Selamat menunaikan ibadah puasa, bagi yang menunaikan nya.
Tenang aja, cerita aku aman di baca. Nggak bakal mengganggu iman kalian kok, ges. Wkwkwk, stay halal bestie.
Happy reading
•••^-^•••
Segelas kopi hitam menemani pagi sesosok lelaki muda yang kini sedang menatap ponselnya. Segala bentuk kata telah dirangkai agar terlihat lebih natural. Namun, jarinya kini benar-benar tidak bisa mengetik sepatah kata pun. Bahkan sampai-sampai ia lelah sendiri dan meletakkan kembali ponsel itu ke dalam kantong bajunya.
Sekilas, ingatan tentang obrolannya dan Gina kemarin terbayang. Apakah ide itu pantas dilakukan atau lebih baik dibuang saja? Ahh! Sebenarnya ia tidak ingin melangkah sejauh ini. Apalagi sampai membuat hubungan seseorang berada di ujung tanduk. Jahat-jahat begini, Ikrami masih punya hati nurani.
Tapi, mengingat bagaimana ia mencintai Mirna sudah dari SMP dulu, membuatnya uring-uringan sendiri. Apalagi saat tau bahwa gadis itu ternyata sudah punya pacar. Sungguh, mungkin Ikrami ingin menyerah, tapi dilain sisi, ia ingin berjuang lagi. Walau bisa dibilang sudah sangat-sangat terlambat.

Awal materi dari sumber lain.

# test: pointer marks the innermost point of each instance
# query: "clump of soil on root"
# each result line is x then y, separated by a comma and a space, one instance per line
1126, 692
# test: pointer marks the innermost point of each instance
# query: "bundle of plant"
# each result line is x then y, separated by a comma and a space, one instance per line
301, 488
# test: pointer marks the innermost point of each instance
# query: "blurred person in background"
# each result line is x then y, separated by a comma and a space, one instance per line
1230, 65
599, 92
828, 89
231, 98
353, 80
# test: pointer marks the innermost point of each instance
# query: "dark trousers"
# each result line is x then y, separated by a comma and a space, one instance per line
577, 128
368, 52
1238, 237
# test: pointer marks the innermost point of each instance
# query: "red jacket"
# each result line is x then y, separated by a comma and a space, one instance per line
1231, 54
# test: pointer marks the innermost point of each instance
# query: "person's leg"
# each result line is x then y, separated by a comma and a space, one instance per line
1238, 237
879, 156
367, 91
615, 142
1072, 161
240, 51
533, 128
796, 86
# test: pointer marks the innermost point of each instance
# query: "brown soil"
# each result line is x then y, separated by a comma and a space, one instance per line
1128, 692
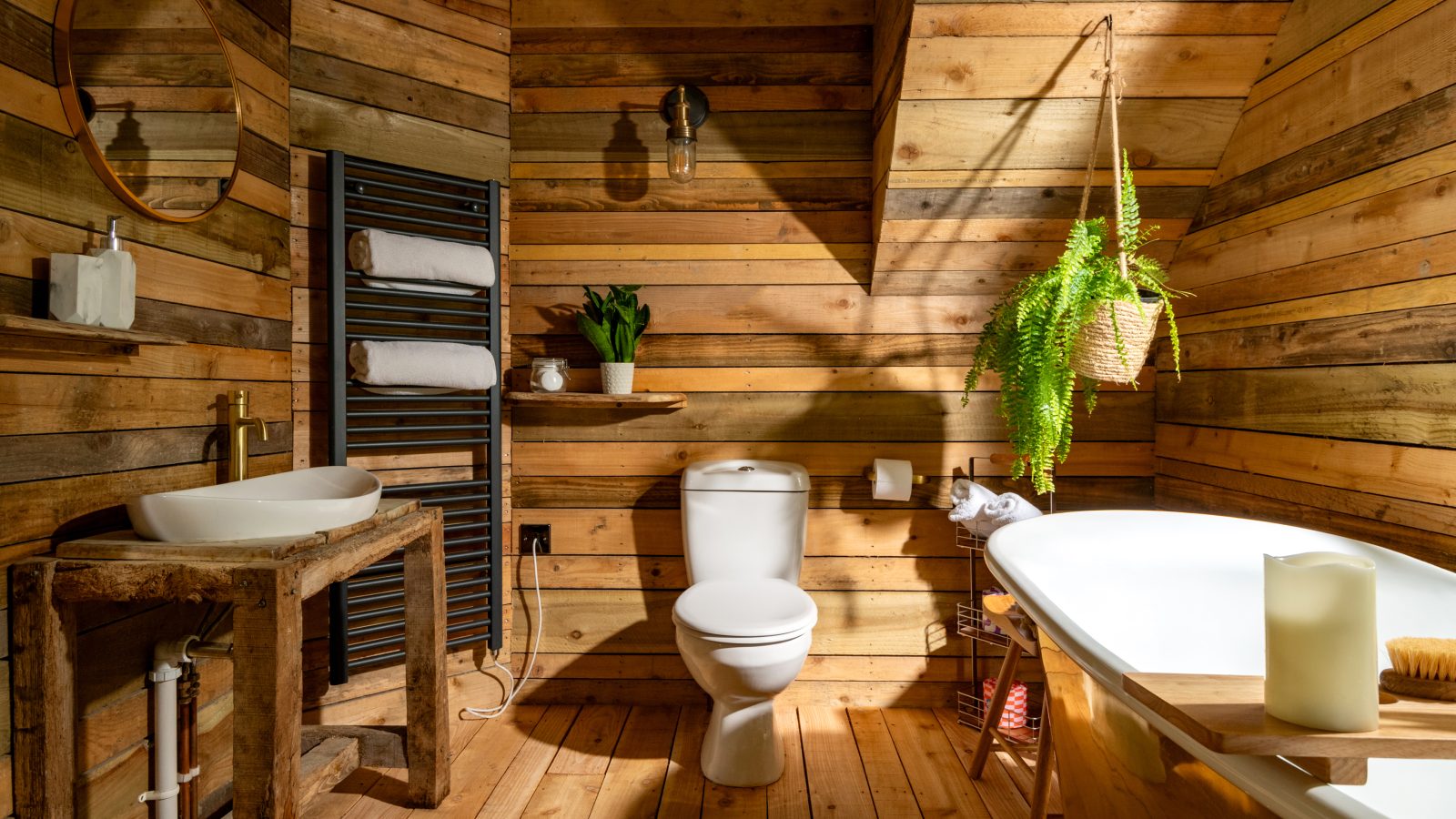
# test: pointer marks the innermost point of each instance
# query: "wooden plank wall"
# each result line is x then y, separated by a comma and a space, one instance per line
987, 114
757, 274
417, 84
1320, 380
84, 431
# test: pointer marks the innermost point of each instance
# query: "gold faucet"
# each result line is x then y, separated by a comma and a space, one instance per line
238, 426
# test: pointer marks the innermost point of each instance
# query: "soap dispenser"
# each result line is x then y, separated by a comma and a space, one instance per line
118, 281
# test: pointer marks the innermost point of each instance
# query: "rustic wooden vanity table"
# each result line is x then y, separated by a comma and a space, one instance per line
267, 581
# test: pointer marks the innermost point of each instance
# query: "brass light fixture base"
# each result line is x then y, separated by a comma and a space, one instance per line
696, 106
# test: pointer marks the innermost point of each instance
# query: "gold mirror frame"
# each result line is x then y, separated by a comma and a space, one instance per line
76, 118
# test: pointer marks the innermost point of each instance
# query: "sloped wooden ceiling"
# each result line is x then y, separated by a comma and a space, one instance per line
985, 116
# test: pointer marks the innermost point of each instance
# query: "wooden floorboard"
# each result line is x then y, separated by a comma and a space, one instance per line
638, 763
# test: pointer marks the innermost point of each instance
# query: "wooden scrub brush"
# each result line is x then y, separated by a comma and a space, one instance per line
1423, 666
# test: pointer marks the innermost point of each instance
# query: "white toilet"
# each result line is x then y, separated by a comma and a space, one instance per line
743, 624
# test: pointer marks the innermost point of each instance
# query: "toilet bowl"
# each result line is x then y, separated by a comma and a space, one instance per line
743, 642
744, 625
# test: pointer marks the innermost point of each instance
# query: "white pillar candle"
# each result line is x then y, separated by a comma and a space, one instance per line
1320, 642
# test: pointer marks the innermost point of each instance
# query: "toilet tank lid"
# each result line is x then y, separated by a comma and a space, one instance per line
744, 475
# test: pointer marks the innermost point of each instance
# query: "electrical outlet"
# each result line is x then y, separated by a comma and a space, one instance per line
539, 532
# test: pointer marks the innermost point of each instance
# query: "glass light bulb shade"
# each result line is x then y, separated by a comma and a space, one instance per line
682, 159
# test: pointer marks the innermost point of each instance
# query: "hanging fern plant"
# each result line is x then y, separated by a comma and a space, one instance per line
1036, 329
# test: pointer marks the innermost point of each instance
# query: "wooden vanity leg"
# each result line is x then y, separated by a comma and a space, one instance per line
427, 739
267, 691
1046, 765
44, 663
994, 709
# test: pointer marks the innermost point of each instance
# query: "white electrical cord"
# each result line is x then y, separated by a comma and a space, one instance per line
526, 673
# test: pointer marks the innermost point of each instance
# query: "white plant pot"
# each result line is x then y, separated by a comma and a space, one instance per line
616, 378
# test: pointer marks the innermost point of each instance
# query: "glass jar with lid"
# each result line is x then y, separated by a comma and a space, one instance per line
550, 375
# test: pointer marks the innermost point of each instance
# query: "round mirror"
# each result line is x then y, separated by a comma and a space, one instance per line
150, 95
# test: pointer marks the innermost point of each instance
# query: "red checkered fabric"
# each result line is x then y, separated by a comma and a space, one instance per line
1014, 716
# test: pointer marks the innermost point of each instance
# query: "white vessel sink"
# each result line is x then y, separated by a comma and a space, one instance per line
274, 506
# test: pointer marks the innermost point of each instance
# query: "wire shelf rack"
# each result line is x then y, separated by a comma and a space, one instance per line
970, 622
975, 541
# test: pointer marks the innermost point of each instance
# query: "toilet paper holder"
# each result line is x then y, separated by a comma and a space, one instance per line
870, 475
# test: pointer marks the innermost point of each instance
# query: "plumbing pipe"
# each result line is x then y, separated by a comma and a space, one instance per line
167, 745
187, 758
165, 672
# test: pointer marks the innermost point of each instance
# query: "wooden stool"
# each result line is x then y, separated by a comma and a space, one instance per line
267, 581
1002, 611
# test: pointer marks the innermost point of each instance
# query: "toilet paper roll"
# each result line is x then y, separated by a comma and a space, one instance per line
893, 480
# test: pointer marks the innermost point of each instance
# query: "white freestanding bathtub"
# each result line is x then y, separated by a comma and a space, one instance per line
1184, 593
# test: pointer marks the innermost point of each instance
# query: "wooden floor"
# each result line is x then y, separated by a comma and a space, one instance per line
613, 761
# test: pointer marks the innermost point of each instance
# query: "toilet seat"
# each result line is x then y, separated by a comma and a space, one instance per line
746, 611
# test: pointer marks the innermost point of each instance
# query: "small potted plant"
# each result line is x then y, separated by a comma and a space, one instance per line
615, 325
1089, 318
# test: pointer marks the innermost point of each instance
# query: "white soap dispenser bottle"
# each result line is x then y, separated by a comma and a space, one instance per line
118, 281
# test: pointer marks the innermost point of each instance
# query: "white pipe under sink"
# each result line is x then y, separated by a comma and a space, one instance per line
167, 668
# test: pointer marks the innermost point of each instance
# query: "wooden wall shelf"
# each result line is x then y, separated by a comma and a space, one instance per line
26, 332
601, 401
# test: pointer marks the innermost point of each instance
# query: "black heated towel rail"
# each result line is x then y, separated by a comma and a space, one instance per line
441, 450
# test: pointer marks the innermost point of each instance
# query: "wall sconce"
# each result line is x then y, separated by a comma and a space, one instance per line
684, 108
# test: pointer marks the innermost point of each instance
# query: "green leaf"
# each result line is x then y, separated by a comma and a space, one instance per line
596, 336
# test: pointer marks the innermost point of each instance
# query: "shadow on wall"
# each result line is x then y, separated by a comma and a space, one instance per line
625, 159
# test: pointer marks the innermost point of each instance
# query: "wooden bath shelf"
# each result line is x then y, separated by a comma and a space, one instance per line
1227, 714
43, 334
601, 401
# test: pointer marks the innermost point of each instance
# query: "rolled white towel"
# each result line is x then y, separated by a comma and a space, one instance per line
422, 363
967, 499
395, 256
1008, 508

"Tidak ada istilah 'mencintai tidak harus memiliki'. Pada dasarnya, ketika kamu jatuh cinta. Kamu ingin memiliki orang yang kamu cintai itu. Kamu ingin menjadi orang yang penting baginya. Kamu ingin membahagiakannya. Jadi, 'mencintai tidak harus memiliki' adalah kata-kata orang yang sudah gagal dalam cintanya. Mereka mengatakan itu hanya untuk menghibur diri."
Kata itu, Ikrami ingat kata itu diucapkan oleh kakaknya. Benar juga sih, pemikiran mereka memang sama. Namun jika Ikrami mengatakan hal itu kepada teman-temannya, tentu saja mereka akan segera membantah dan langsung berdebat.

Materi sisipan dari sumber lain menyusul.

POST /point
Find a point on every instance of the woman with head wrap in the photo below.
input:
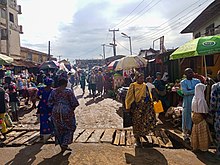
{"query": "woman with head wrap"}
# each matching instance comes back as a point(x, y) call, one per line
point(215, 110)
point(64, 103)
point(144, 118)
point(44, 110)
point(100, 82)
point(200, 137)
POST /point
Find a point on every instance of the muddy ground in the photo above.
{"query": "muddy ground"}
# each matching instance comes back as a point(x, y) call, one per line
point(100, 112)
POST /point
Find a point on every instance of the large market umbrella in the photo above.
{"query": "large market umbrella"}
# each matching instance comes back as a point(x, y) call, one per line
point(130, 62)
point(49, 65)
point(201, 46)
point(113, 65)
point(5, 59)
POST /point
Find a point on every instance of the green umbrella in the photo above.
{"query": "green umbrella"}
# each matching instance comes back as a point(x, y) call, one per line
point(5, 59)
point(200, 46)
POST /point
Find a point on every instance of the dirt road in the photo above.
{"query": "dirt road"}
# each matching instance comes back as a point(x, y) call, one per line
point(97, 113)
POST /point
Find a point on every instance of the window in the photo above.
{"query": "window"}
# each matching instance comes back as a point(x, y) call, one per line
point(210, 30)
point(11, 17)
point(209, 60)
point(198, 35)
point(29, 57)
point(3, 13)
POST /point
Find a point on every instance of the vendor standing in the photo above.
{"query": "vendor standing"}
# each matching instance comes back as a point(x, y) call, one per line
point(215, 109)
point(160, 85)
point(188, 88)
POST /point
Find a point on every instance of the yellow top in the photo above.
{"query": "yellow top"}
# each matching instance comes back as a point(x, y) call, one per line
point(139, 90)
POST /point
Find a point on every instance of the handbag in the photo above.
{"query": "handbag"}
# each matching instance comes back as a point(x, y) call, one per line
point(162, 93)
point(127, 119)
point(158, 107)
point(8, 120)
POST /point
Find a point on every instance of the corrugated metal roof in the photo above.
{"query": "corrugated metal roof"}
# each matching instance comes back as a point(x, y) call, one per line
point(213, 10)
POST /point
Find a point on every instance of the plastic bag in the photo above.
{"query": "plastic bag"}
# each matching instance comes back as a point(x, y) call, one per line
point(158, 107)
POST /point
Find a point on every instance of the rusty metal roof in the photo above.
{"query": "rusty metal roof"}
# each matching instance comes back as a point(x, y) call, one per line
point(213, 10)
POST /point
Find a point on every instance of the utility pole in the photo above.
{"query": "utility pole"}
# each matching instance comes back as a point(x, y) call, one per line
point(8, 28)
point(48, 58)
point(129, 37)
point(59, 57)
point(114, 45)
point(103, 49)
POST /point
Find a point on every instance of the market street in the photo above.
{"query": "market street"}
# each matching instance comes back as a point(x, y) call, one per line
point(100, 113)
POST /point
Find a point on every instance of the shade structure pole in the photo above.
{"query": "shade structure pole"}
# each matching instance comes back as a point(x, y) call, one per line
point(204, 59)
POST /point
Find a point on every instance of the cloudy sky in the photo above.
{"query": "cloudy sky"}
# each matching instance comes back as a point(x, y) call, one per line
point(78, 28)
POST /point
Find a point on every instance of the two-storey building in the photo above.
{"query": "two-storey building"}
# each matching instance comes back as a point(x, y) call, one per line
point(10, 30)
point(206, 24)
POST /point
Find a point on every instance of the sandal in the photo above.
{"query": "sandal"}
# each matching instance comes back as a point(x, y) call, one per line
point(65, 148)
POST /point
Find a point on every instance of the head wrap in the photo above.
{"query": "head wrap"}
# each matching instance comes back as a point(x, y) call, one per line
point(138, 75)
point(158, 73)
point(48, 81)
point(62, 76)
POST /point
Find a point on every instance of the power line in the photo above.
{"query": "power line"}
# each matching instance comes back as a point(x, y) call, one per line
point(134, 18)
point(124, 46)
point(186, 16)
point(168, 26)
point(129, 13)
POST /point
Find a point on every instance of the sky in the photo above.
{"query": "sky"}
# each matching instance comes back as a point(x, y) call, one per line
point(77, 29)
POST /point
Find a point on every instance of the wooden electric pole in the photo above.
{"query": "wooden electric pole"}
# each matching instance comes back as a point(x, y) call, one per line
point(114, 45)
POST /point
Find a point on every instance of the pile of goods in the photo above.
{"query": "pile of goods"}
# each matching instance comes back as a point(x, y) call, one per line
point(121, 94)
point(174, 115)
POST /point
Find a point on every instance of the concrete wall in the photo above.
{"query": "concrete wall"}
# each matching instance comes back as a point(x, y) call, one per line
point(202, 29)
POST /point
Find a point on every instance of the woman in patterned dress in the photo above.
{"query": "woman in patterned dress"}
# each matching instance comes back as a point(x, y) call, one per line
point(215, 110)
point(44, 110)
point(64, 103)
point(144, 119)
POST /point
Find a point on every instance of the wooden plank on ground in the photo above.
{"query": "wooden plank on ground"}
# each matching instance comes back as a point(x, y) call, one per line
point(116, 140)
point(77, 133)
point(15, 135)
point(166, 139)
point(149, 139)
point(84, 136)
point(160, 140)
point(21, 139)
point(35, 139)
point(122, 138)
point(128, 138)
point(36, 134)
point(155, 140)
point(25, 129)
point(178, 137)
point(96, 136)
point(108, 136)
point(11, 134)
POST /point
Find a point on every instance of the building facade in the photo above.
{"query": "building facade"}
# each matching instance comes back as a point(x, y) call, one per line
point(34, 56)
point(10, 30)
point(206, 24)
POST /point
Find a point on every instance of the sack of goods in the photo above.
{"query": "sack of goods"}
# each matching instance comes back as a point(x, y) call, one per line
point(158, 107)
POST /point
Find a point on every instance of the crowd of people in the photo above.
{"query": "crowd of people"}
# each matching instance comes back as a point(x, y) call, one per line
point(55, 108)
point(140, 97)
point(57, 102)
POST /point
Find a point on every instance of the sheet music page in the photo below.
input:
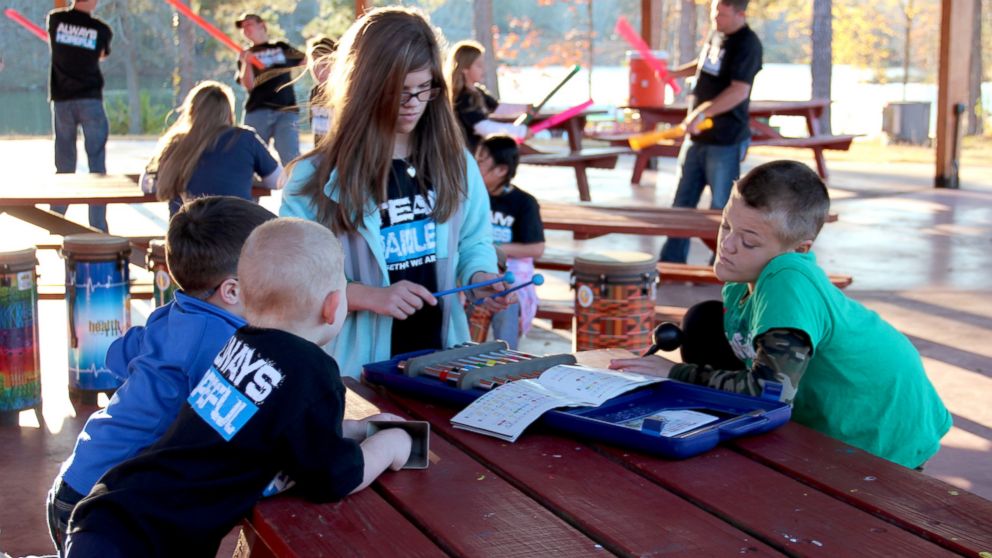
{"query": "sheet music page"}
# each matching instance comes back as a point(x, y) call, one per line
point(591, 386)
point(507, 410)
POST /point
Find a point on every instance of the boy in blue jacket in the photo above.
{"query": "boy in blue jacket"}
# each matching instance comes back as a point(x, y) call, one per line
point(164, 360)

"Terkadang, ada kalanya dimana kita harus menyerah dan merelakan orang yang kita cintai untuk orang lain. Mungkin kamu emang nggak mau dia jatuh ke tangan lain, tapi bagaimanapun juga, dia sendiri yang mau. Dia sendiri yang ingin. Dan dia sendiri yang memilih orang itu dibandingkan kamu. Jadi, istilah 'mencintai tidak harus memiliki' juga bisa dibilang logis."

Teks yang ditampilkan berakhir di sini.